Mais voilà : j’en parle avec amour. Tous les détails laids, stupides et désagréables du quotidien (et des personnes) sont là, mais je ne les juge pas. Je les accepte, je les accueille, et on se fait un petit group hug tou-te-s ensemble. Au contraire, dans le roman, j’ai pris la voix d’un-e autre et, au lieu d’écrire ces détails avec sincérité, tels que je les vois, je n’ai décrit que les ombres menaçantes auxquelles d’autres les assimilent — la raison pour laquelle tant d’auteur-e-s se sentent tenu-e-s de les supprimer de leurs écrits, en passant. Une de mes amies polonaises, après qu’on eut abordé plusieurs sujets de conversation et que je m’étais exclamée à chaque fois « oh! j’aime ça aussi! », m’a dit un jour, en se moquant gentiment de moi : « Mais Jeanne… tu aimes tout! » Je n’y avais jamais pensé, mais c’était vrai…

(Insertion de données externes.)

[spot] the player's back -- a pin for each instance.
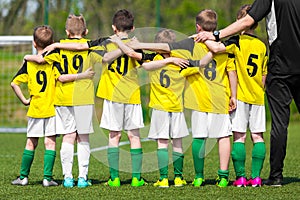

Je n’écris pas de fantasmes, mais je n’écris pas non plus la réalité comme quelque chose de dur et de laid qu’il faudrait exposer ou dénoncer. J’écris le réel comme un ami que j’admire passionnément — et pour lequel j’ai peut-être un peu le béguin, aussi. C’est cela, ma voix. C’est mon regard sur le monde, qui fait que j’ai beau n’écrire que des choses en somme ordinaires, ce n’est pas et ce ne sera jamais la même chose qu’un-e autre écrira — et à un niveau très profond, très puissant, si tant est qu’on croie qu’un livre peut changer une vie. L’instant où j’ai compris cela, la porte s’est ouverte et j’ai pu écrire à nouveau. Pour de vrai.

Trouver sa voix est peut-être un processus qui vient plus facilement à certain-e-s qu’à d’autres. Pour les gens comme moi, très réservés en public, habitués à se cacher, ça peut être particulièrement difficile. Car notre voix, au fond, c’est nous-mêmes. Écrire avec sa voix, c’est oser se mettre à poil, c’est décider d’écrire des pages et des pages où on se dévoile sans fard et sans filtre… (Oui, même quand on écrit de la pure fiction! Surtout quand on écrit de la fiction!) Et ça, ce n’est pas évident. Ça l’est encore moins dès qu’on se laisse distraire par l’idée d’une publication future, par la possibilité que d’autres personnes viennent regarder.

Enfin, même si c’est jouissif, c’est aussi émotionnellement exigeant. Et il y a des jours où ça ne veut pas. Il y a des périodes où on est trop à fleur de peau, où on n’a pas le courage, où la porte est fermée, barricadée. Ce n’est pas une question de régularité d’écriture ou de cul sur la chaise (j’haïs tellement ces concepts qui veulent faire de l’écriture un travail mécanique!), mais c’est vrai qu’il faut prendre l’habitude de donner autant de soi, d’aller chercher aussi profond, y compris là où ça fait mal, là où personne n’a jamais posé les yeux.